Lightly-padded bench-type seats that convert into narrow beds, with a sheet (which you have to unfold and spread out yourself after converting the seat to a bed) a blanket, and tiny pillow just big enough to fit a head on. The benches are soft enough to be comfortable seats, but not really soft enough for sleeping, unless you’re used to sleeping on fairly hard surfaces; I could sleep quite well, but when I woke up during the night I always found parts of my body still asleep. What’s more, couchettes are a bit narrower than beds, so probably wouldn’t be suitable for people who have enough natural padding to make up for this.
In both kinds of accommodation, breakfast is brought to you in the morning, a certain amount of time before the stop you’re getting off at; if you’re sharing a room with someone who’s getting off before you, chances are you’ll wake up when they get their breakfast. If I recall correctly, you can get free refills on the tea and coffee if you can be bothered getting the attendant to come back.
You get a menu to fill out in the evening where you can choose 6 items (more for €1 each) from a list that includes tea, coffee, orange juice (in a carton so you can save it for later if you want), two pieces of bread, yoghurt, and various cold meats, cheeses and spreads. Unfortunately I lost the photo I took of the menu. I usually get a hot drink, bread, yoghurt, and three things to put on the bread. The ‘two pieces of bread’ option is a bit of a mystery bag which sometimes gets you slices of bread and sometimes rolls; I recall getting a croissant on one train, but I can’t remember whether that was a separate option.
White rolls with butter and jam, and a choice of tea or coffee.
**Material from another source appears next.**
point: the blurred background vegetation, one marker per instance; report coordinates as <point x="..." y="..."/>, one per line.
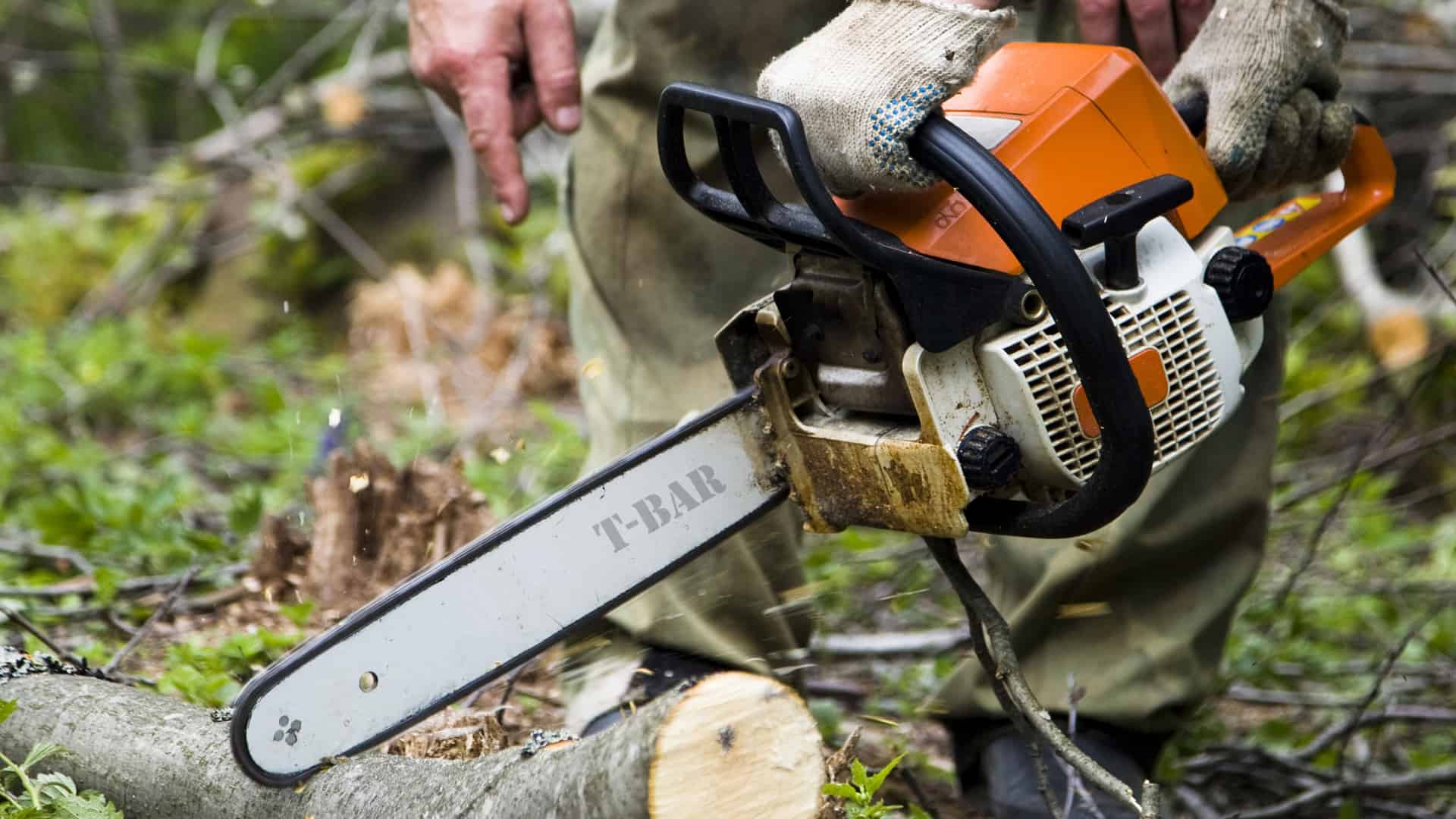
<point x="243" y="261"/>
Overall, the couchette car is just comfortable enough (it’s not going to be your best night’s sleep in any case, but it’ll do, if you’re the kind of person who can sleep on trains) and you wouldn’t notice anything wrong with it if you’d never tried a sleeper car. The sleeper car has a lot of nice luxurious touches, though, and I will continue to use them when I can.
If you have other experiences with couchettes or sleeper cars in Europe or elsewhere, please share them in the comments so we can compare.
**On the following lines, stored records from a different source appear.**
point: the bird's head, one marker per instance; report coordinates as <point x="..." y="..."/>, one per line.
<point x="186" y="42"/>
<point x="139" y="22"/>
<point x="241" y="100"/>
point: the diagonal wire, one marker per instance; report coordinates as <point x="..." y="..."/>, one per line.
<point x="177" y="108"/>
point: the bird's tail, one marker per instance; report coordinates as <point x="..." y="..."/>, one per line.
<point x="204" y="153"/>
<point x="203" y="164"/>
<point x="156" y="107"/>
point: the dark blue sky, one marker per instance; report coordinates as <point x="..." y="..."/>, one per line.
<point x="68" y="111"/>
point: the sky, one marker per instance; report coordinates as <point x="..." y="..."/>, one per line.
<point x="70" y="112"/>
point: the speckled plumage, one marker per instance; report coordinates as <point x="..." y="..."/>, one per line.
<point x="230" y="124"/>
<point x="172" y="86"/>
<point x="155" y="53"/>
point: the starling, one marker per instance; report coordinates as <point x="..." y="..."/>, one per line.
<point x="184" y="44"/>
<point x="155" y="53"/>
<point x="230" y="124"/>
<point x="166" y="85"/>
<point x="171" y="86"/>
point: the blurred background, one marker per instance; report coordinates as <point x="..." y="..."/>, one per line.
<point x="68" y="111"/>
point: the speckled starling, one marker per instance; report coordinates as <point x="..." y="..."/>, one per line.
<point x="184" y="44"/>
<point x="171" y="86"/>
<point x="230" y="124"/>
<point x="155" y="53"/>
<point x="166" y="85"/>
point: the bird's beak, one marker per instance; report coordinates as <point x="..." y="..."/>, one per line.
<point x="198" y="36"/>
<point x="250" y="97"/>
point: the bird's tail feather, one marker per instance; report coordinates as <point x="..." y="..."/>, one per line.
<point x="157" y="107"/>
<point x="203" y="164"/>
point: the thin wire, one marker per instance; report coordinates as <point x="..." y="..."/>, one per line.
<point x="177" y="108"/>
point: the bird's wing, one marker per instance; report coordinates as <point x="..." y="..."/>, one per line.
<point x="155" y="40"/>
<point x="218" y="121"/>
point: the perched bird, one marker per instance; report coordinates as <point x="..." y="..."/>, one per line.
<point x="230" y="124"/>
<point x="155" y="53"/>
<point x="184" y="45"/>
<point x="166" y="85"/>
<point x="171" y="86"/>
#1 by Michael on December 18, 2014 - 3:20 pm
What you get will really depend on which rail line you are taking and the type of ticket you’ve booked. Breakfast is certainly not included as a standard on most overnight trains in Europe.
#2 by Hamesha India on February 2, 2017 - 8:28 am
I only have travelled by indian trains before, and they seem very much like 4-bed or 6-bed couchettes to me. Except that they dont have lockable doors – only curtains for the night.